What was advertised in a colonial American newspaper 250 years ago today?

Dunlap’s Pennsylvania Packet (May 30, 1774).

“Fox will engage his rifles to be as good as any that can be made in England.”

John Fox marketed American ingenuity when he advertised scythe rifles, instruments for “setting an edge on scythes,” that he invented.  In the May 30, 1774, edition of Dunlap’s Pennsylvania Packet, the cutler proclaimed that his rifles “are far superior to any thing yet invented for that purpose.”  He was so certain of that assertion that he confidently asserted that “the more [his rifles] are known the more they will be used,” especially since “it will be found they are much cheaper and more convenient than any stone.”  Rifles were made of wood, light enough for farmers to carry with them to sharpen the edges of scythes as they worked in the fields; whetstones were much heavier and, in turn, much less convenient for such purposes.  Continuing his pitch, Fox claimed that “one rifle will serve a man two or three years hard working, if of a good quality,” and he considered “his rifles to be as good as any that can be made in England.”  Furthermore, he pledged to sell his product “wholesale and retail as cheap as those imported of as good a quality.”  If any customers were not satisfied once they gave his rifles a try, the cutler offered to exchange any that “should not prove good.”

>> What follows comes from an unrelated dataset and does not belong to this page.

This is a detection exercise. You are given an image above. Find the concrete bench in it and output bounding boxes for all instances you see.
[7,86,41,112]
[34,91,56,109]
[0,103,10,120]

During the imperial crisis, colonial entrepreneurs promoted “domestic manufactures” or products made in America rather than imported.  Such appeals appeared in newspaper advertisements with greater frequency when confrontations with Parliament intensified, especially when colonizers enacted nonimportation agreements in response to the Stamp Act and the Townshend Acts.  Fox marketed his scythe rifles as relations between the colonies and Parliament once again deteriorated, this time because of duties on tea, the Boston Tea Party, and the Boston Port Act that closed the harbor until residents made restitution.  Dunlap’s Pennsylvania Packet and other newspapers published in Philadelphia carried extensive coverage of the debates and passage of the Boston Port Act and the responses in other cities and towns.  Fox’s advertisement appeared immediately below resolutions passed at “a meeting of the inhabitants of the city of Annapolis” on May 25, 1774.  They agreed “to put an immediate stop to all exports to Great-Britain” and, upon a date to be determined in coordination with other town in Maryland and “the principal colonies of America,” that “there be no imports from Great-Britain till the said act be repealed.”  Perhaps it was coincidence that Fox’s advertisement happened to follow the resolutions from Annapolis.  No matter where the two items appeared in relation to each other in the newspaper, the political crisis that inspired the resolutions provided support for Fox’s encouragement to purchase the rifle scythes he “MADE AND SOLD … At his shop in Fourth street, Philadelphia,” as an alternative to imported ones.